In order to use the data in the classification paradigm, we implement and suggest the following methods. First, we present each EEG segment five times to the model: (EEG, matched stimulus, mismatched stimulus 1, mismatched stimulus 2, mismatched stimulus 3, mismatched stimulus 4), output label [1, 0, 0, 0, 0]) ,(EEG, mismatched stimulus 4, matched stimulus, mismatched stimulus 1, mismatched stimulus 2, mismatched stimulus 3), output label [0, 1, 0, 0, 0]) …, ,(EEG, mismatched stimulus 1, mismatched stimulus 2, mismatched stimulus 3, mismatched stimulus 4, matched stimulus), output label [0, 0, 0, 0, 1]) Second, we make sure that a mismatched stimuli segments are also a matched segment with another EEG segment. A way to do this is to ensure that the shift when windowing is dividable by the spacing between the matched and mismatched segment. Failing to follow these suggestions is likely to result in models simply remembering the training samples and thus failing to generalize to the test set. Although mismatched segments are selected randomly, we advise to assign mismatched segments equally to different positions in the inputs to avoid the model learning spurious cues (i.e., label learning).

The code for this task can be found on our github repository

Baseline

We include a dilated convolutional network integrating 5 stimulus segments as baselines for task 1. Though there are now 5 stimulus segments, the model is easily adaptable to include more or less mismatched segments and we encourage participants to experiment with different numbers of mismatches and window lengths to see how this influences training, and accuracy.

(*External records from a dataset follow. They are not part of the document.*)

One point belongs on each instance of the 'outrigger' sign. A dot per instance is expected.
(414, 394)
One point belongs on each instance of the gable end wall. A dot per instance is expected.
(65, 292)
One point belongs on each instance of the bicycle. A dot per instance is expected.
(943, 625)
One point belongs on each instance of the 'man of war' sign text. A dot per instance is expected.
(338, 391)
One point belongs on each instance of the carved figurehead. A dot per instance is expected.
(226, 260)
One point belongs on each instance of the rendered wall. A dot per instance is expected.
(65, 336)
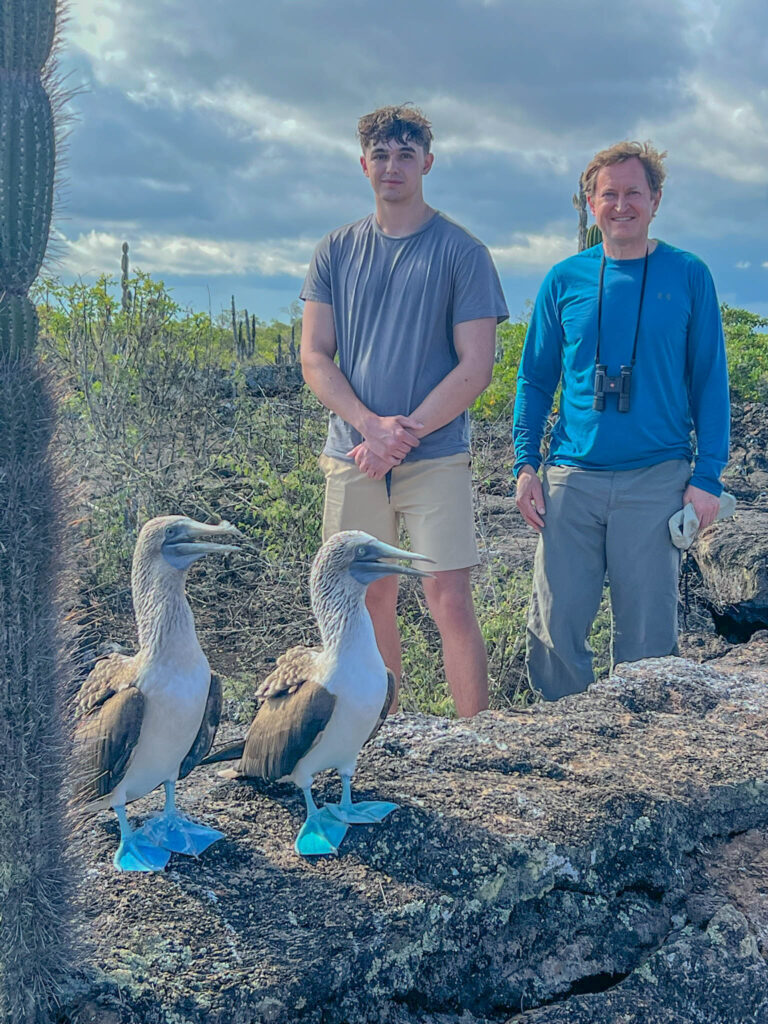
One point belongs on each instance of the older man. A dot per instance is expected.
(632, 331)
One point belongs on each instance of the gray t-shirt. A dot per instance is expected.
(395, 302)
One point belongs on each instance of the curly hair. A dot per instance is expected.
(403, 124)
(649, 157)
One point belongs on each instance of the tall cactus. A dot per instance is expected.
(35, 951)
(594, 237)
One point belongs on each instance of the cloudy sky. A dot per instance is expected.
(218, 138)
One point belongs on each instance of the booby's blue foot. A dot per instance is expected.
(322, 833)
(364, 813)
(171, 832)
(135, 853)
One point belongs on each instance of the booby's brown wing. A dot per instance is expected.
(295, 712)
(291, 671)
(207, 732)
(110, 710)
(388, 699)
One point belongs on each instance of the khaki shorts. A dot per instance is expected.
(432, 498)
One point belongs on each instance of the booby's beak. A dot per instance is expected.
(185, 541)
(366, 567)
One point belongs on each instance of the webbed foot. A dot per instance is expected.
(365, 812)
(321, 834)
(172, 832)
(136, 853)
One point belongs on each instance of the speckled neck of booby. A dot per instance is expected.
(160, 603)
(339, 605)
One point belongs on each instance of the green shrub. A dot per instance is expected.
(748, 353)
(498, 399)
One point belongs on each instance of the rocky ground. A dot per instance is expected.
(603, 859)
(599, 859)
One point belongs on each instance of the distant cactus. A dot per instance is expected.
(594, 237)
(124, 267)
(580, 202)
(35, 951)
(245, 342)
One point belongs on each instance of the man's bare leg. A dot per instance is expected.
(450, 599)
(381, 601)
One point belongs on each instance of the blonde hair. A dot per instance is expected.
(649, 157)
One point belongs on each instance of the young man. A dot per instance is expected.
(410, 301)
(632, 330)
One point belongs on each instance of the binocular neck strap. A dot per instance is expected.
(600, 307)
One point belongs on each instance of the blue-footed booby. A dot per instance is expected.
(150, 719)
(321, 705)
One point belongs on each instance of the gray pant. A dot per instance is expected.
(600, 521)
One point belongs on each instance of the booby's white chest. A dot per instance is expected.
(357, 678)
(175, 683)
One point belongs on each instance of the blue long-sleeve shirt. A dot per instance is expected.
(680, 380)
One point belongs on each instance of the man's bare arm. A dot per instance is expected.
(388, 436)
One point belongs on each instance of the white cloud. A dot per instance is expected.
(724, 133)
(98, 252)
(534, 252)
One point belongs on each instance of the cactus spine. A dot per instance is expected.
(594, 237)
(35, 951)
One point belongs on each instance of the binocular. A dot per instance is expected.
(611, 385)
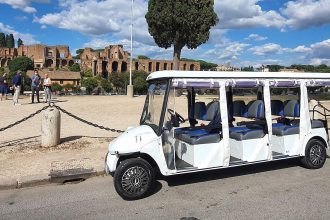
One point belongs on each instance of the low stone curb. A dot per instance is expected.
(42, 179)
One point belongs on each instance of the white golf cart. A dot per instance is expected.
(198, 121)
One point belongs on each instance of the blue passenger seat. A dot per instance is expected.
(239, 108)
(289, 127)
(204, 134)
(256, 111)
(277, 109)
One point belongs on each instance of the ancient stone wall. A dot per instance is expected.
(114, 59)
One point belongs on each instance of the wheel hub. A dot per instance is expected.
(316, 155)
(135, 180)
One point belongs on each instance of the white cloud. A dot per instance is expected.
(246, 14)
(267, 49)
(256, 37)
(302, 49)
(23, 5)
(321, 50)
(307, 13)
(27, 38)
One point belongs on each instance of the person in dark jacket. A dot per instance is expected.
(17, 83)
(3, 86)
(35, 85)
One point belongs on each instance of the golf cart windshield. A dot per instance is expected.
(153, 106)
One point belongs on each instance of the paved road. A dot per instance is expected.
(279, 190)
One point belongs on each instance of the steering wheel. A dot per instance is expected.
(177, 115)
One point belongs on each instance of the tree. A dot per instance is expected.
(143, 57)
(56, 87)
(180, 23)
(2, 40)
(75, 67)
(19, 42)
(79, 52)
(21, 63)
(89, 83)
(10, 41)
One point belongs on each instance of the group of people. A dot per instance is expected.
(36, 83)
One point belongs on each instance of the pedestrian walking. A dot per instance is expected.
(17, 83)
(35, 85)
(3, 86)
(47, 88)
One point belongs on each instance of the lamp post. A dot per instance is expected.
(130, 91)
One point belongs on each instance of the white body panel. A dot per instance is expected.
(143, 139)
(202, 155)
(250, 150)
(287, 145)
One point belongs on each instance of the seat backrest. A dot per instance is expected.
(200, 110)
(277, 107)
(239, 108)
(256, 110)
(292, 109)
(213, 113)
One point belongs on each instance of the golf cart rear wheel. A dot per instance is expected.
(315, 155)
(134, 178)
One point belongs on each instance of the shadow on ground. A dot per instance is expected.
(26, 140)
(74, 138)
(229, 172)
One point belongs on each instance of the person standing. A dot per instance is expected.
(3, 86)
(47, 88)
(17, 83)
(35, 85)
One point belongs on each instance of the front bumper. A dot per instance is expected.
(110, 163)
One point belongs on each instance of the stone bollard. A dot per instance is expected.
(50, 127)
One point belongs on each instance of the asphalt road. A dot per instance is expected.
(277, 190)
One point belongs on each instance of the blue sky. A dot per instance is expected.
(250, 32)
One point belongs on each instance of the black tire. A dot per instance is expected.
(134, 178)
(315, 154)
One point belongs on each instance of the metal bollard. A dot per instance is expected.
(50, 127)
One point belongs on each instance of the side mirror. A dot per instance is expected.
(175, 121)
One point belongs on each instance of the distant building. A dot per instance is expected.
(43, 56)
(60, 77)
(226, 68)
(113, 58)
(290, 70)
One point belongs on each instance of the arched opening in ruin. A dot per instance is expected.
(3, 62)
(123, 66)
(192, 67)
(104, 69)
(49, 63)
(114, 66)
(64, 63)
(150, 67)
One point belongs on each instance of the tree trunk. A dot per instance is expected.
(176, 57)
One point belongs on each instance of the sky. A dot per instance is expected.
(249, 32)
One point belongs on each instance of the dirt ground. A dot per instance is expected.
(20, 150)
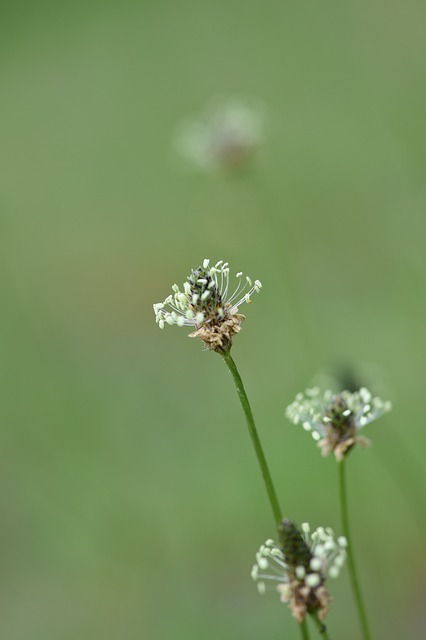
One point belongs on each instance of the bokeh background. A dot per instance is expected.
(131, 505)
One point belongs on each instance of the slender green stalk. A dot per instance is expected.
(351, 560)
(273, 500)
(304, 630)
(320, 626)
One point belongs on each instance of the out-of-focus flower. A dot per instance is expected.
(206, 304)
(225, 136)
(335, 419)
(298, 567)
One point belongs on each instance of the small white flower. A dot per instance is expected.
(225, 135)
(298, 568)
(335, 419)
(207, 304)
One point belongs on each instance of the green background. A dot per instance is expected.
(131, 505)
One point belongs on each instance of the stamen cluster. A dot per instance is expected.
(299, 567)
(205, 304)
(335, 419)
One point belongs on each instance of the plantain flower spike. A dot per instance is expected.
(335, 419)
(206, 304)
(298, 567)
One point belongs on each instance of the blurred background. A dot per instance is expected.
(131, 504)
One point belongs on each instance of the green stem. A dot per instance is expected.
(320, 626)
(351, 560)
(304, 630)
(276, 510)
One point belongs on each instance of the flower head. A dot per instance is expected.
(299, 567)
(335, 419)
(206, 304)
(225, 136)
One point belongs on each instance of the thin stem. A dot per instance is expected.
(320, 626)
(273, 500)
(351, 560)
(304, 630)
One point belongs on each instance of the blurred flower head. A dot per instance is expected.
(225, 136)
(206, 304)
(298, 567)
(335, 419)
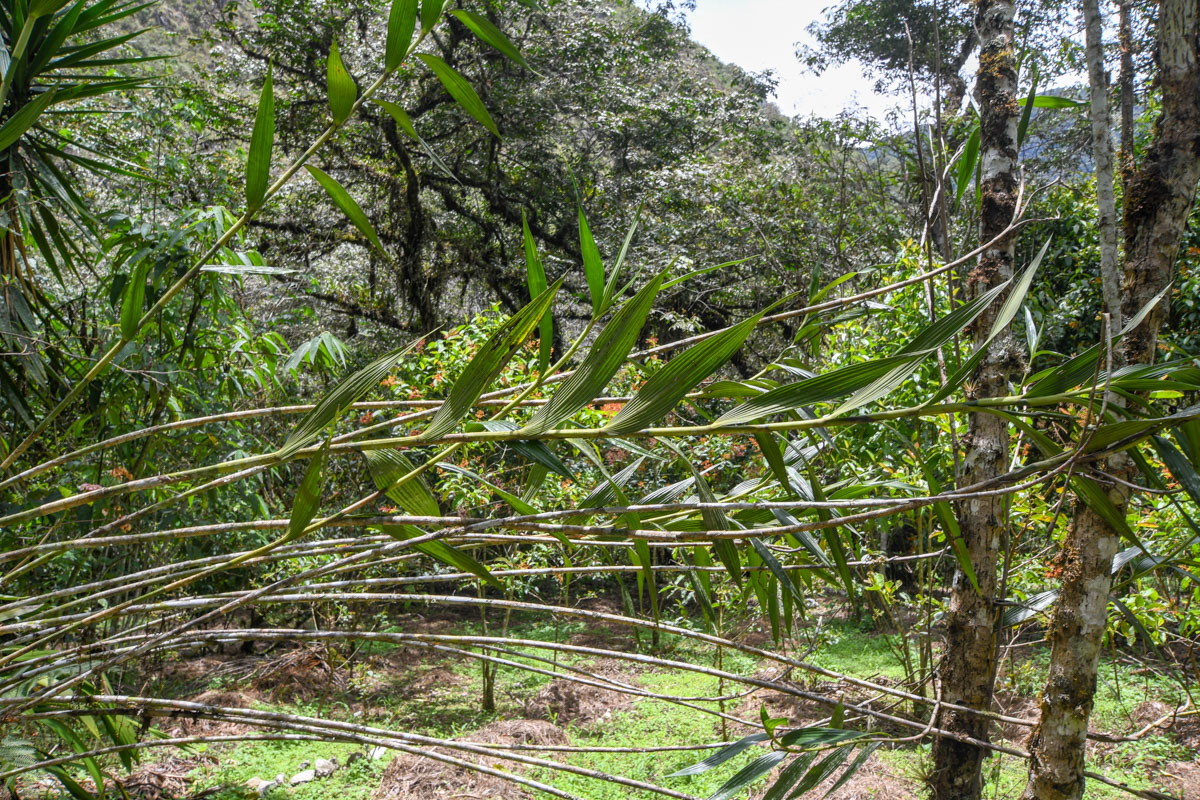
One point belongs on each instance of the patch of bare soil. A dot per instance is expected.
(162, 780)
(567, 702)
(1181, 779)
(184, 723)
(415, 777)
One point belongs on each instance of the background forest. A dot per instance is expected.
(502, 398)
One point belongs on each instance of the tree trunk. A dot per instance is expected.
(1161, 192)
(1159, 198)
(1102, 152)
(967, 668)
(1125, 80)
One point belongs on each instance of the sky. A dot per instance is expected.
(762, 34)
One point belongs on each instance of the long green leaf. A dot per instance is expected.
(1003, 319)
(749, 774)
(610, 289)
(462, 91)
(389, 468)
(593, 268)
(262, 140)
(135, 299)
(1027, 113)
(605, 356)
(966, 164)
(307, 500)
(340, 86)
(401, 24)
(431, 10)
(340, 398)
(535, 451)
(535, 276)
(683, 373)
(789, 776)
(24, 119)
(485, 30)
(442, 552)
(721, 756)
(348, 205)
(1180, 467)
(489, 362)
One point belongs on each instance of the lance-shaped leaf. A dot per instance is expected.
(610, 289)
(714, 519)
(749, 774)
(593, 268)
(1129, 431)
(789, 776)
(307, 500)
(135, 299)
(775, 567)
(921, 347)
(605, 356)
(340, 86)
(442, 552)
(949, 524)
(774, 458)
(1081, 367)
(967, 164)
(535, 451)
(868, 379)
(1098, 500)
(340, 398)
(485, 30)
(1027, 113)
(721, 756)
(462, 91)
(395, 476)
(517, 504)
(348, 205)
(24, 119)
(1003, 319)
(669, 385)
(604, 493)
(262, 140)
(401, 24)
(535, 276)
(1180, 467)
(431, 10)
(489, 362)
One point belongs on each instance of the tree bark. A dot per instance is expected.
(1125, 80)
(1102, 152)
(1163, 188)
(1159, 198)
(967, 668)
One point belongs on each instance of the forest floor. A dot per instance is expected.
(439, 695)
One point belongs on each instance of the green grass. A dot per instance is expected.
(454, 709)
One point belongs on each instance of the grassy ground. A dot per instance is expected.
(441, 697)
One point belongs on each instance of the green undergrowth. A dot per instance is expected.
(448, 705)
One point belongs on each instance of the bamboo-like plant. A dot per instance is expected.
(755, 548)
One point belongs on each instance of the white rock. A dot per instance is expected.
(303, 777)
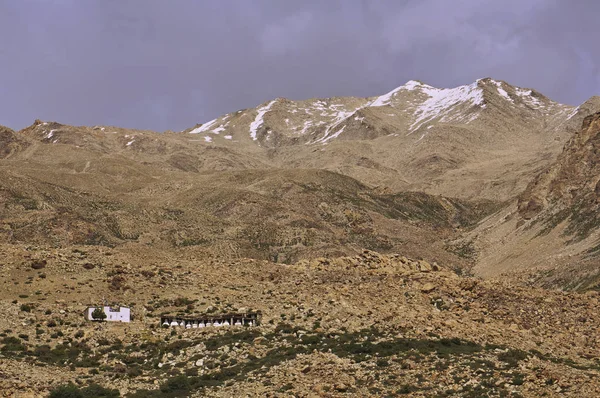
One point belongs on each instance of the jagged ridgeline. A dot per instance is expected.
(385, 246)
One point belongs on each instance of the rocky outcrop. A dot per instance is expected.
(570, 188)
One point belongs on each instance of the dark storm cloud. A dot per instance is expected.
(170, 64)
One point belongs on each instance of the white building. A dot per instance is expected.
(113, 314)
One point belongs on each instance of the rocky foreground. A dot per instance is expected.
(371, 324)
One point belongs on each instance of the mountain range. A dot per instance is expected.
(428, 241)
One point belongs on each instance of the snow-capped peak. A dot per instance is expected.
(442, 101)
(258, 121)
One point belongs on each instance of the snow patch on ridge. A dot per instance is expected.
(501, 91)
(442, 101)
(259, 119)
(204, 127)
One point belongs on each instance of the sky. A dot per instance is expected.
(167, 65)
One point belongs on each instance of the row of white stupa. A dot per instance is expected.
(196, 325)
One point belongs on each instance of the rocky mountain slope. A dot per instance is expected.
(481, 140)
(552, 228)
(297, 209)
(365, 325)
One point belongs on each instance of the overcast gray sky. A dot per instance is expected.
(170, 64)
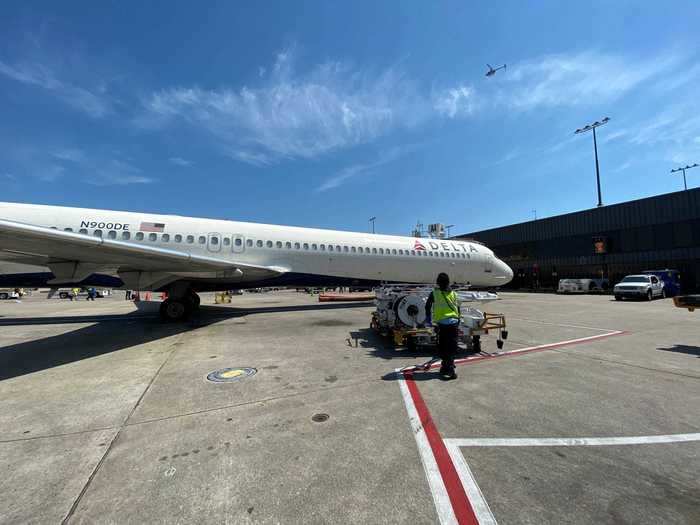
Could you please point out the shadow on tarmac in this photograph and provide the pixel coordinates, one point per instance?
(683, 349)
(111, 333)
(383, 348)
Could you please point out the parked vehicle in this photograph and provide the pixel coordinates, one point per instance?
(582, 285)
(670, 278)
(639, 286)
(65, 293)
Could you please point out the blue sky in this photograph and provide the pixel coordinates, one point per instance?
(327, 113)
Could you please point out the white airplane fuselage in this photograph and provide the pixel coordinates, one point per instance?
(308, 256)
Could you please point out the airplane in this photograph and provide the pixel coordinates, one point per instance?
(491, 72)
(186, 255)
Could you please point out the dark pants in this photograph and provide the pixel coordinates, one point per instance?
(447, 346)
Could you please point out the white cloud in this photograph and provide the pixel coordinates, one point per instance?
(116, 172)
(622, 167)
(72, 155)
(291, 115)
(454, 102)
(576, 79)
(356, 170)
(39, 75)
(180, 162)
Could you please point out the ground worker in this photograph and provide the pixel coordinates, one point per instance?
(445, 313)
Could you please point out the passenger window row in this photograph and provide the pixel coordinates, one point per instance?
(288, 245)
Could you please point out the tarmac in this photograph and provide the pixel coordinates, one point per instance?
(107, 416)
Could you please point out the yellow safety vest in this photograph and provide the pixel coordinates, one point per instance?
(444, 305)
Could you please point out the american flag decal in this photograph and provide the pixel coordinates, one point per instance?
(152, 227)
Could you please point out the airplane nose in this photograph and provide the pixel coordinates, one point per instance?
(505, 273)
(508, 271)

The dilated convolutional network consists of four steps. First, the EEG channels are combined, from 64 to 8, using a 1D convolutional layer with a kernel size of 1 and a filter size of 8. Second, there are N dilated convolutional layers with a kernel size of K and 16 filters. These N convolutional layers are applied to both EEG and envelope stimulus segments. After each convolutional layer, a rectified linear unit (ReLU) is applied. All stimulus envelope segments share the weights for the convolutional layers. After these non-linear transformations, the EEG is compared to each stimulus envelopes, using cosine similarity. Finally, each obtained similarity matrices are fed to an individual neuron, with a linear activation function. The resulting outputs (corresponding to the number of stimulus segments) are fed into a non-trainable softmax layer which selects the matching segment. When applied to the training and test sets of the challenge for 3~s segments, a performance of approximately 62% and 48% correct is obtained when using two and four mismatched segments respectively.

Evaluation criteria

The test set for the match-mismatch task contains data from 20 new, unseen subjects, listening to both podcasts and audiobooks. We provide inputs in the form:(EEG, stimulus 0, stimulus 1, stimulus 2, stimulus 3 and stimulus 4) , with a length of 5 seconds, each with a unique identifier. As an output, participants should submit a json dictionary file to an online form on our website which contains the predicted label for all EEG segments. Each entry in the submitted dictionary should be of the form (EEG ID) : (label). The label is an integer, corresponding to which stimulus matches the EEG (eg. 0 if stimulus 0 matches the EEG, … 4 if stimulus 4 matches the EEG). In case of absent EEG ID entries, the sample will be assigned a wrong label.

For evaluation, we will calculate the mean accuracy score per subject, per test case. Then, we will calculate the mean over all the subjects means and add them to obtain four final scores. , which will be updated in the online leaderboard.